Marta continued: ‘The most frightening thing was when the chief told us he wanted to know who was responsible for organising a union or we would face the sack.’

The briefing was to rally opposition to the government’s intention that the food processing and packaging industry be exempted from the 2004 Gangmaster Act, and that inspections are carried out only when deemed necessary.

‘If we don’t have a fully inclusive Gangmasters Bill, there will be more Morecambe Bays,’ author of last year’s Gangmasters Act, Labour MP Jim Sheridan warned the briefing.

Sheridan added: ‘We thought we had a done deal. I’m disappointed that a Labour government has to reconsult on the Act.’

Present at the briefing organised by the TGWU, were representatives of the coalition of the retailers, food processors, packing companies, agencies, community groups and trade unions who are supporting the 2004 Act.

Mick Cashman, TGWU senior organiser for Northwest England, said: ‘I was deeply shocked by the treatment of migrant workers.’

He said one agency was employing mostly Polish workers at a meat packaging factory in Winsford, Cheshire.

Cashman said: ‘Workers felt intimidated if they came forward with complaints.

‘They were charged £57 a week to be housed in overcrowded accommodation, as many as fifteen living in a two-bedroom house, with not even proper bedding initially.

‘They were told they were not allowed to form a union as they were agency workers.

‘When they did form a union, they were told if they did not name the person responsible, the agency would start sacking workers in groups of five.

‘In one case the charge for transport to work was doubled from £12 to £24 overnight.

‘A group tried to resign and were summarily dismissed.

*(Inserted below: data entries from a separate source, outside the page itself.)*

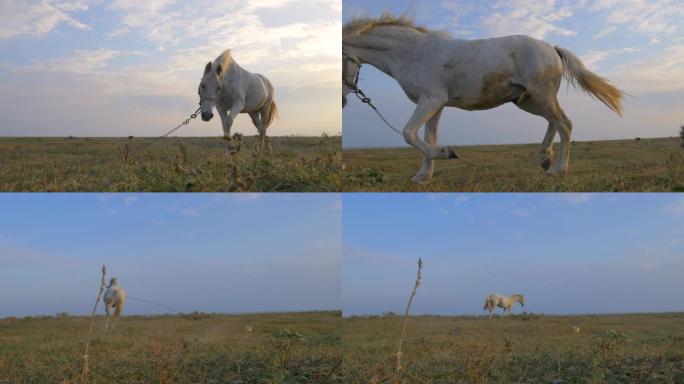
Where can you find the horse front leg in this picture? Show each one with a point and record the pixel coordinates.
(431, 134)
(106, 316)
(258, 120)
(227, 119)
(426, 108)
(546, 149)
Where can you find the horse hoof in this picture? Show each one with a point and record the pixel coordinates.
(450, 154)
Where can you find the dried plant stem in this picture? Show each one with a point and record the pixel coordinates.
(84, 372)
(397, 366)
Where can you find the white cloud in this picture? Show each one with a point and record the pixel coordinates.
(246, 196)
(605, 32)
(38, 18)
(131, 200)
(519, 212)
(676, 207)
(462, 199)
(81, 61)
(660, 72)
(572, 198)
(592, 58)
(190, 211)
(536, 18)
(651, 18)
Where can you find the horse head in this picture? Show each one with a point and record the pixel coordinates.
(209, 88)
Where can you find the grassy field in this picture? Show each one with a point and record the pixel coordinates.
(196, 348)
(172, 164)
(623, 165)
(639, 348)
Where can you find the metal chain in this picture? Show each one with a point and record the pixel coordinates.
(354, 88)
(185, 122)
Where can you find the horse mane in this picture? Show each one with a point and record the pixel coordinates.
(362, 25)
(225, 59)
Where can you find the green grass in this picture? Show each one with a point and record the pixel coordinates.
(635, 348)
(198, 348)
(172, 164)
(595, 166)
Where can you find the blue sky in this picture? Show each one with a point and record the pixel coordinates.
(131, 67)
(638, 45)
(194, 252)
(567, 253)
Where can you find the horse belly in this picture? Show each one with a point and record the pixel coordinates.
(496, 89)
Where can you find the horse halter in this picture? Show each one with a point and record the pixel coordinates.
(352, 86)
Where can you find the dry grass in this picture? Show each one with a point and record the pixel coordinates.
(638, 348)
(173, 164)
(595, 166)
(292, 348)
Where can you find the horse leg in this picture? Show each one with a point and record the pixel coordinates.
(565, 130)
(106, 316)
(528, 104)
(258, 121)
(227, 119)
(547, 107)
(431, 133)
(425, 109)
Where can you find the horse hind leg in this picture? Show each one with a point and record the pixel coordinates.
(117, 314)
(106, 316)
(431, 134)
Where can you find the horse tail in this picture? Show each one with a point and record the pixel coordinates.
(576, 73)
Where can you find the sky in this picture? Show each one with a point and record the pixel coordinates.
(227, 253)
(567, 253)
(636, 44)
(132, 67)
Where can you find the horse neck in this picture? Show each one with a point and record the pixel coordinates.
(384, 49)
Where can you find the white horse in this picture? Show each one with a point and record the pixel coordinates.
(437, 71)
(114, 297)
(506, 302)
(232, 88)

They had to go to London to pick up wages owed.

‘When they got back to Winsford, they were evicted from their accommodation.’

Emyr Evans, TGWU Swansea and Llanelli regional organiser said: ‘Our experiences are every much the same as in the North West.’

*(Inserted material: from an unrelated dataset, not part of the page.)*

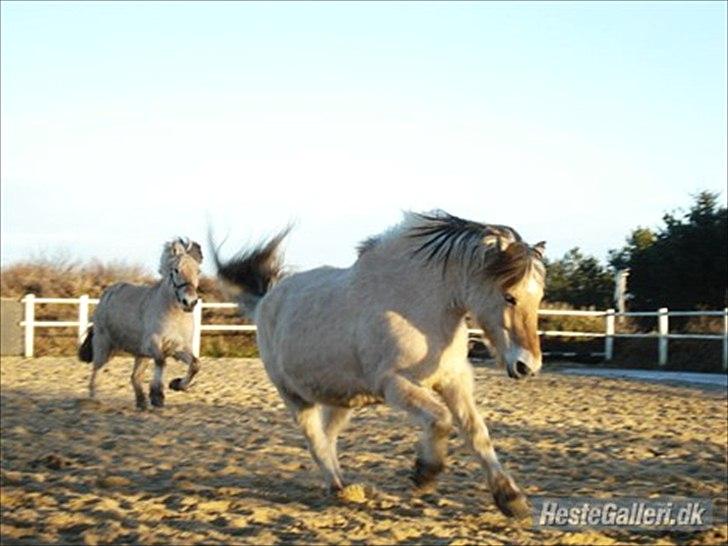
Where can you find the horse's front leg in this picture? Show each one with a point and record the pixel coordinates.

In its submission to the government’s second consultation on the draft Gangmasters (Exclusions) Regulations 2005, the TGWU states: ‘If secondary food processing is excluded and the Act is limited to primary agriculture alone, then around 150,000 workers will immediately fall outside of the scope of the Act and be beyond the protection of the law.

‘The T&G has evidence that abuse of workers in food processing is commonplace.

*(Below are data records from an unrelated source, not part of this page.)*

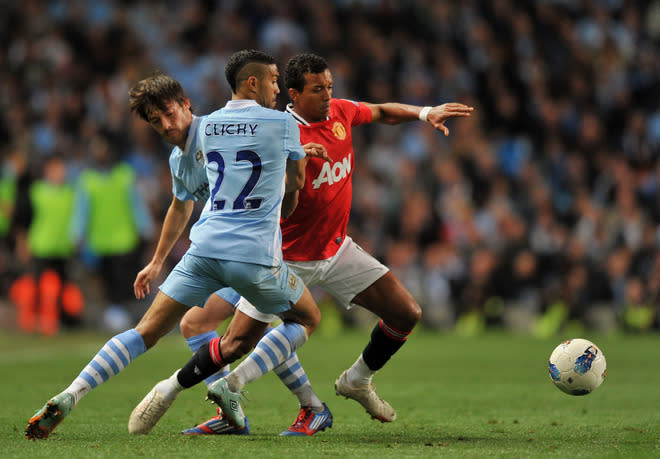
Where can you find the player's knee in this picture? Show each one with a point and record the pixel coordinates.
(187, 327)
(192, 325)
(237, 347)
(405, 316)
(150, 336)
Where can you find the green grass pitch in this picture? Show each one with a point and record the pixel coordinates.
(487, 396)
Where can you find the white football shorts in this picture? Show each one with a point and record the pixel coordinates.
(348, 272)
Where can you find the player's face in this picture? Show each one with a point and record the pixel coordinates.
(172, 123)
(313, 103)
(268, 88)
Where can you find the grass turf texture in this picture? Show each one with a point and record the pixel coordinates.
(458, 397)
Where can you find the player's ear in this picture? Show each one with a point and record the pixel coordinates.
(293, 94)
(252, 83)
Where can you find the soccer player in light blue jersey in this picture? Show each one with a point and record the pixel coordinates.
(249, 176)
(161, 101)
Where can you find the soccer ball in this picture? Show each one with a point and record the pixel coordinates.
(577, 366)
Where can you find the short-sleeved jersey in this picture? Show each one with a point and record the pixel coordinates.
(189, 180)
(245, 147)
(317, 227)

‘The abuses include: bonded labour practices, illegal and systematic deduction from wages, non-payment of the minimum wage, poor or non-existent health and safety practice, excessive charges for accommodation and cleaning, sexual harassment, harassment including threat of the sack for joining a trade union and workers “tricked” into signing a contract for a certain rate of pay only to find they are earning a lesser sum than agreed.’